A lot of conservatives are writing at the moment that not only is Obama turning into Nixon Mark II, but Obama is worse because no one actually got killed during Watergate. The comparison is based on the myth that Nixon ordered the Watergate break in and that’s what he eventually had to resign over. But that’s not true. Nixon’s guilt was in trying to pervert the course of justice by persuading the FBI to drop its investigation of the crime. Mistake number one, then, was to involve the White House in covering up the errors of a separate, autonomous political department. Mistake number two was that when Congress discovered that evidence about the scandal might be recorded on the White House bugging system, Nixon invoked executive privilege to protect the tapes. In both cases, it was the cover up that destroyed Tricky Dick – not the original crime.

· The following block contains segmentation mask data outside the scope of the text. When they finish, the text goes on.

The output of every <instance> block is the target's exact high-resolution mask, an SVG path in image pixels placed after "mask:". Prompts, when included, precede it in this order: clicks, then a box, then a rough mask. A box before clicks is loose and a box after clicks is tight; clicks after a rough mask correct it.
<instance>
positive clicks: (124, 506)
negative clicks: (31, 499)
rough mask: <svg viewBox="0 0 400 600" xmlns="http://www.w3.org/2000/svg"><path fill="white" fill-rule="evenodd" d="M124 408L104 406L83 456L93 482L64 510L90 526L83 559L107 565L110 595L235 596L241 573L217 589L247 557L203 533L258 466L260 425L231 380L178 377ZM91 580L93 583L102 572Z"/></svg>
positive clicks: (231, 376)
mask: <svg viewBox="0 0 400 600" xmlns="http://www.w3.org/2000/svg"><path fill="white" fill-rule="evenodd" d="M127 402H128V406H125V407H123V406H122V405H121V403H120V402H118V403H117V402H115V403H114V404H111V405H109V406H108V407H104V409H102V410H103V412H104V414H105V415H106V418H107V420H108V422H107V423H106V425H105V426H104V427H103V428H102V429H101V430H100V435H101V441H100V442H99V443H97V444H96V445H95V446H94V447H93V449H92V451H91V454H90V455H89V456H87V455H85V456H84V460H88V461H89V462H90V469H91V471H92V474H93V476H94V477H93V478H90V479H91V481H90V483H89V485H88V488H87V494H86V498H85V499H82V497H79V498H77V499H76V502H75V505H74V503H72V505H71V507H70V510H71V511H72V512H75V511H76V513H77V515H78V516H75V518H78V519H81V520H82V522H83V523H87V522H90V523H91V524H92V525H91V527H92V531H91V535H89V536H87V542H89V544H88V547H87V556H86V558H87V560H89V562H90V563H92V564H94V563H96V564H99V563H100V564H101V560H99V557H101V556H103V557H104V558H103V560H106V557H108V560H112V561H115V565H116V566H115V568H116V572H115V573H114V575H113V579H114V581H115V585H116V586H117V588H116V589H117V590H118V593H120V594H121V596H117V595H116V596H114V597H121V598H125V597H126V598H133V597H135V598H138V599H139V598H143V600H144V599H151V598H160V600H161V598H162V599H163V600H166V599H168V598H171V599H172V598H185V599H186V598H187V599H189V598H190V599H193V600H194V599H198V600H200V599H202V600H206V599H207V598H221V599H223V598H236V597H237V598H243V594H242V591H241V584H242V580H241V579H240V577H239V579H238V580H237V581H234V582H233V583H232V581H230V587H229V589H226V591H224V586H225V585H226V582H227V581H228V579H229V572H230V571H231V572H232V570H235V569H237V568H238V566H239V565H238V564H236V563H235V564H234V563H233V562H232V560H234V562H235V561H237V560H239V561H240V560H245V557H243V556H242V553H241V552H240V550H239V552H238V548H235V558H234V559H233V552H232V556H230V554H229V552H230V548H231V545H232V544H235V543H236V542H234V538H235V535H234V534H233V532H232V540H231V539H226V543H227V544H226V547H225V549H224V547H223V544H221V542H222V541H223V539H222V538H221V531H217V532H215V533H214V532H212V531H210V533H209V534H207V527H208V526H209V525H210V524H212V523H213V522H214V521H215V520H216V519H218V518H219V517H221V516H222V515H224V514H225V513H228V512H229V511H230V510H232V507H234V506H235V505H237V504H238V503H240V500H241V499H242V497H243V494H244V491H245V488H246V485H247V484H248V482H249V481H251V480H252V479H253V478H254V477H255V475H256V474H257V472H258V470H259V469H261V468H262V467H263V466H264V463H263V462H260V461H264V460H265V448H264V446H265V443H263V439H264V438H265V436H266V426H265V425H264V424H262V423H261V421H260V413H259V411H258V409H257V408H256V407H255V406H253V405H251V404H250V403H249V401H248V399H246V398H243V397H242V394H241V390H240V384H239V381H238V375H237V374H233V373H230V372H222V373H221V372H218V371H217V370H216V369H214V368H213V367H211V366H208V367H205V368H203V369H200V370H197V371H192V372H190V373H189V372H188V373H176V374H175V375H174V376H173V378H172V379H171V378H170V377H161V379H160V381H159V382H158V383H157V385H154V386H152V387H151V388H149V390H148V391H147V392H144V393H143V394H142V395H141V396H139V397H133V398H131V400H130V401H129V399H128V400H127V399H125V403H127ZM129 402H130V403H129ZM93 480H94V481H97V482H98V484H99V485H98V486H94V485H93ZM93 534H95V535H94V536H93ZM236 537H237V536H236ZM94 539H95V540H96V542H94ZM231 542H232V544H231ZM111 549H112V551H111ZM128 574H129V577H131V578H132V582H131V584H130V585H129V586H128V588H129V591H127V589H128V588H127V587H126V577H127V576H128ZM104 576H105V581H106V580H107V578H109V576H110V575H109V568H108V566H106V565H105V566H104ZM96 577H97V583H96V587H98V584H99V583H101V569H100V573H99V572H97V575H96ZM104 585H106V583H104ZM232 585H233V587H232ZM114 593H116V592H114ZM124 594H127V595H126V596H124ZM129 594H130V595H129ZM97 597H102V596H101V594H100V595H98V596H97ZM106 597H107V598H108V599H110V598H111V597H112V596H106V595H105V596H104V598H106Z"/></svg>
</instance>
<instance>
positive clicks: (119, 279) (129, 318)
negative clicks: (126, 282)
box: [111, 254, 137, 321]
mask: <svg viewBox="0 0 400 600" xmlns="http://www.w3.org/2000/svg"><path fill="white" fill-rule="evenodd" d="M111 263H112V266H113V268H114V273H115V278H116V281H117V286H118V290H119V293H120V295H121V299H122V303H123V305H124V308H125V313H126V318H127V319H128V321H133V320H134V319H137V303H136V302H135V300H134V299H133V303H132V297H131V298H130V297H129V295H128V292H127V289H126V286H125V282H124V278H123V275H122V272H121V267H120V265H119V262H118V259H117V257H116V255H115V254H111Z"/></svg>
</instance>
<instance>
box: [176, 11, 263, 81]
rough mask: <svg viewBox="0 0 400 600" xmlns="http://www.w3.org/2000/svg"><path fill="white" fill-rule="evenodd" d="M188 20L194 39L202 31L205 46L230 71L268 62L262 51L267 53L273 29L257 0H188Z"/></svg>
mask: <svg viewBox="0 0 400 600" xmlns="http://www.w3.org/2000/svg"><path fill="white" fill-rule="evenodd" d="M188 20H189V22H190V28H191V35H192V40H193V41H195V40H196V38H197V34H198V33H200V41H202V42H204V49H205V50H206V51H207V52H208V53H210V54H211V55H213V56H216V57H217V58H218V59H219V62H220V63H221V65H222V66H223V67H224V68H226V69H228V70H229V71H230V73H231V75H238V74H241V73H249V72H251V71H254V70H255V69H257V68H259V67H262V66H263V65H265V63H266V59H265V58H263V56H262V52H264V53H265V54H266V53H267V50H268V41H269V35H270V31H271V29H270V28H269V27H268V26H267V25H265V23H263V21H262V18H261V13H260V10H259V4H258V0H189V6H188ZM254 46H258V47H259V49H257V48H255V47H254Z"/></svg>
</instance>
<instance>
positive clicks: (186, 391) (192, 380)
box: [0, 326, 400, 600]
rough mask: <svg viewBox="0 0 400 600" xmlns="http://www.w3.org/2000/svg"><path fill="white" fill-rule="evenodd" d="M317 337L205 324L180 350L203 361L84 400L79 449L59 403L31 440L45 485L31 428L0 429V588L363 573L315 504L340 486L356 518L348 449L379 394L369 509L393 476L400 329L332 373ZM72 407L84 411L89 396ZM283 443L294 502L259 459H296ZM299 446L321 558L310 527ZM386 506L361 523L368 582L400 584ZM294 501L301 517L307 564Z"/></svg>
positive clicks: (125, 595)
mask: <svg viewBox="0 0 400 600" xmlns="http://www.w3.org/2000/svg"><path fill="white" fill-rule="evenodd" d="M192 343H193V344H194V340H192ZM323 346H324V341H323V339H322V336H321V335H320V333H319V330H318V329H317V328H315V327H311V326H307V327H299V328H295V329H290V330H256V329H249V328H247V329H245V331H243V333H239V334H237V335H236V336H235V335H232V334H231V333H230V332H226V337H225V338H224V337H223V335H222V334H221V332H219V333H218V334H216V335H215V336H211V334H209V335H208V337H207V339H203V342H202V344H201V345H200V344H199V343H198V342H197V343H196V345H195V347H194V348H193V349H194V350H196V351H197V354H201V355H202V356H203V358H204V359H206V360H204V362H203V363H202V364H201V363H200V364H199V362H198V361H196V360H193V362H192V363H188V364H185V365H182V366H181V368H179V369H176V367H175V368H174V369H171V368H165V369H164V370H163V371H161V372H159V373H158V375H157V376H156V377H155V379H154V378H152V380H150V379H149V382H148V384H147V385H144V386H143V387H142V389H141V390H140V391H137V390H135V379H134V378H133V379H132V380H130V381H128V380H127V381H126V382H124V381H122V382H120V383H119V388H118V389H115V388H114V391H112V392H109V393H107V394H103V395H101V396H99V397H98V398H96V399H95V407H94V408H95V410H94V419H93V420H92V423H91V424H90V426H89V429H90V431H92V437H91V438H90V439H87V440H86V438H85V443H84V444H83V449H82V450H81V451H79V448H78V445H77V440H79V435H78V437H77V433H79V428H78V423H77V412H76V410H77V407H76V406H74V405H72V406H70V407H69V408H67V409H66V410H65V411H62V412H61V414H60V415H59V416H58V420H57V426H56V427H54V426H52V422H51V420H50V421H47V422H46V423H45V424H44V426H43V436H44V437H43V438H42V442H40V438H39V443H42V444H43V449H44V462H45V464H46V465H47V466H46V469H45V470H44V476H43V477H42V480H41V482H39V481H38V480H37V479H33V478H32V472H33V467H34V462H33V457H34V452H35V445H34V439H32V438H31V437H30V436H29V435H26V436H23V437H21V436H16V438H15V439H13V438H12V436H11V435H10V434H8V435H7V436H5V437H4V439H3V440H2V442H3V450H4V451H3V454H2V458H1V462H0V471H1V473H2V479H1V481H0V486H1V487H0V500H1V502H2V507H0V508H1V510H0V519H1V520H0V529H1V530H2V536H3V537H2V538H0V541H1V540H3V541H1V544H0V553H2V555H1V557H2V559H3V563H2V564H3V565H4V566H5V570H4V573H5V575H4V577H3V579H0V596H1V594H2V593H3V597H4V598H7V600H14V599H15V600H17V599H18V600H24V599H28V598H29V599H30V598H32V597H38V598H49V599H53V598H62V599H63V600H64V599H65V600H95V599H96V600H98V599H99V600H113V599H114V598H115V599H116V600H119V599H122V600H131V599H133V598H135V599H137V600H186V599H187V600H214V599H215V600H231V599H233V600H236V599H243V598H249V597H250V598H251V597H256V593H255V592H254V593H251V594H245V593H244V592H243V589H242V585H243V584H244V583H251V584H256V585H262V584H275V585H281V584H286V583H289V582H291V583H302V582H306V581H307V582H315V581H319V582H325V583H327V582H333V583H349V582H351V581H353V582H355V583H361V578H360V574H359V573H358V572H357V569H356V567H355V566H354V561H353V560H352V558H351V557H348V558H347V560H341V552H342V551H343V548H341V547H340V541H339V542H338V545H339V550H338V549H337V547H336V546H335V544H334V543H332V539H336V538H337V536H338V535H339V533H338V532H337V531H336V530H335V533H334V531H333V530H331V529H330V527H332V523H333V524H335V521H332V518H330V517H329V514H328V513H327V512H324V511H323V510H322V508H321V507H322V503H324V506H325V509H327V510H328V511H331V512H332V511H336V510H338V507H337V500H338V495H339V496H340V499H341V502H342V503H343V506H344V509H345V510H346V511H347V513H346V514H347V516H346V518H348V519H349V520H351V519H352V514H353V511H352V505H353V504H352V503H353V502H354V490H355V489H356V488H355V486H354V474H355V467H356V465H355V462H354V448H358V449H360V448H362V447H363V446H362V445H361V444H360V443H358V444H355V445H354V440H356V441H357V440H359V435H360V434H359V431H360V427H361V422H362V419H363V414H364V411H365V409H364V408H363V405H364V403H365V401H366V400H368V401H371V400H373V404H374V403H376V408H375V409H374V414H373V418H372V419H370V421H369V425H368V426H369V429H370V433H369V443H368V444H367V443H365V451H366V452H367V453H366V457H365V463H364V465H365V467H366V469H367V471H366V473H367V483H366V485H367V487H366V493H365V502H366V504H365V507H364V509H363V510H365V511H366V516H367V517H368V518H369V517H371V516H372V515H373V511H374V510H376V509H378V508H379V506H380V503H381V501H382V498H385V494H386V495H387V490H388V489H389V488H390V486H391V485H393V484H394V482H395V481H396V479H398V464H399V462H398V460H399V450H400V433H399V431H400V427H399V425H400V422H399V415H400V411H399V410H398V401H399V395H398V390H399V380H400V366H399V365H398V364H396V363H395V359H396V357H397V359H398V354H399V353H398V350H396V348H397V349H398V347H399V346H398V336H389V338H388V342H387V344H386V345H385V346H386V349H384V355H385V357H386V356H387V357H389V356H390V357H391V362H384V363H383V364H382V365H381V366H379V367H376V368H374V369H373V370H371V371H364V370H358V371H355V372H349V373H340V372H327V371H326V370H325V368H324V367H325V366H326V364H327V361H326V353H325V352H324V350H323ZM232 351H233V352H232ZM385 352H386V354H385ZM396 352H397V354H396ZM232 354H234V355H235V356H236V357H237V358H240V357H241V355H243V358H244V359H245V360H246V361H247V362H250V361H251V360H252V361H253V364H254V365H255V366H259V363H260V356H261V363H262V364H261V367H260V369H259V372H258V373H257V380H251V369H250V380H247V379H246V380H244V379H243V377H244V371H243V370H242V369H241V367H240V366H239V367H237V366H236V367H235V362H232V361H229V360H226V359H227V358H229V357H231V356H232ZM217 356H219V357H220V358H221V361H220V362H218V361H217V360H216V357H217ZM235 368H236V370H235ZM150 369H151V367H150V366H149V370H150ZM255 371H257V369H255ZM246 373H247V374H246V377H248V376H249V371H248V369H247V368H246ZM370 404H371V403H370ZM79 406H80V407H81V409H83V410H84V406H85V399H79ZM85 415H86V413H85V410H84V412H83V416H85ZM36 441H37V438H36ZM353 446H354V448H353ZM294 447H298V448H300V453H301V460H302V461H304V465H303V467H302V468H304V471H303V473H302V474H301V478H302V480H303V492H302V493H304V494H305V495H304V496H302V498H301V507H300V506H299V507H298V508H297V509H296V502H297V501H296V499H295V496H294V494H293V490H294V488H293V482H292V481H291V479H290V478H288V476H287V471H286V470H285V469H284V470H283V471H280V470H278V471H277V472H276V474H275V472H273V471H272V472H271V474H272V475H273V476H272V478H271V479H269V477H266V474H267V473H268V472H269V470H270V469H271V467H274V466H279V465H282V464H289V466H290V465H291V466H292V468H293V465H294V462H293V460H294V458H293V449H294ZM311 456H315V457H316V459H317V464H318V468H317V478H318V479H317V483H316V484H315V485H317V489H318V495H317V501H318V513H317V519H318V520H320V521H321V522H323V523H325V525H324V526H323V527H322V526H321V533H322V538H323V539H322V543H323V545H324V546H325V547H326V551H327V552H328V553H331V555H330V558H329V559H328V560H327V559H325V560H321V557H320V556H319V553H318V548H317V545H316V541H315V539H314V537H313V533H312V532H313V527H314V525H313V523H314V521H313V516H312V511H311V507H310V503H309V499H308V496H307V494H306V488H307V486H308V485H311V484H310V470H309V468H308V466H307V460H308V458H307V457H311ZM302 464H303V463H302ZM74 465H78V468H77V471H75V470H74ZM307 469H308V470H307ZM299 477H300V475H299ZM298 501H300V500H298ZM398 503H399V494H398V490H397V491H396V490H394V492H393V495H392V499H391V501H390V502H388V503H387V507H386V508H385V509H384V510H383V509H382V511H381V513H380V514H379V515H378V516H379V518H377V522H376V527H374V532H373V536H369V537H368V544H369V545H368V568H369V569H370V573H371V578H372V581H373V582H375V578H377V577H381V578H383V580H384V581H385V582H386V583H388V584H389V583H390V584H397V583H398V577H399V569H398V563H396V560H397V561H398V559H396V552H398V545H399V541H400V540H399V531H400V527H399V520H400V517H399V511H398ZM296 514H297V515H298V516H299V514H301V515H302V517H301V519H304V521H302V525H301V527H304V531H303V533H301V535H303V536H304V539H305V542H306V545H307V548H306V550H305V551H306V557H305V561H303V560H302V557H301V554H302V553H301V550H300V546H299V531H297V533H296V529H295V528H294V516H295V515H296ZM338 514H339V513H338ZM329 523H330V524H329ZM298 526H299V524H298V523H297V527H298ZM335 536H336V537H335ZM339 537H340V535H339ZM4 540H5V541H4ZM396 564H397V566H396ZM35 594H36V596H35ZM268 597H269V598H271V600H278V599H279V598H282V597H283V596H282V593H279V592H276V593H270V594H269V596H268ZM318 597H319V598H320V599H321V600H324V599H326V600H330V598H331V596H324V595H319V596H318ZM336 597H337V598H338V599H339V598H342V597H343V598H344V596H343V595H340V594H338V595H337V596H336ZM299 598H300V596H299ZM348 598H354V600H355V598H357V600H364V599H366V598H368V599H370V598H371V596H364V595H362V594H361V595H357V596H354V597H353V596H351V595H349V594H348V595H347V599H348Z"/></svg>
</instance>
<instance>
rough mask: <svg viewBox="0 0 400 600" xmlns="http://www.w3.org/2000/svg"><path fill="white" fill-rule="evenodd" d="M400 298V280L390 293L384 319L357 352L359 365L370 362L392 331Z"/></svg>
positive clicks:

And, forty years later almost to the day, here we have Obama making the same mistake. Perhaps it’s an act of chivalry to stand by Holder; perhaps it’s an admission of guilt. Either way, it sinks the Oval Office ever further into the swamp that is Fast and Furious. Make no mistake about: Fast and Furious was perhaps the most shameful domestic law and order operation since the Waco siege. It’s big government at its worst: big, incompetent and capable of ruining lives.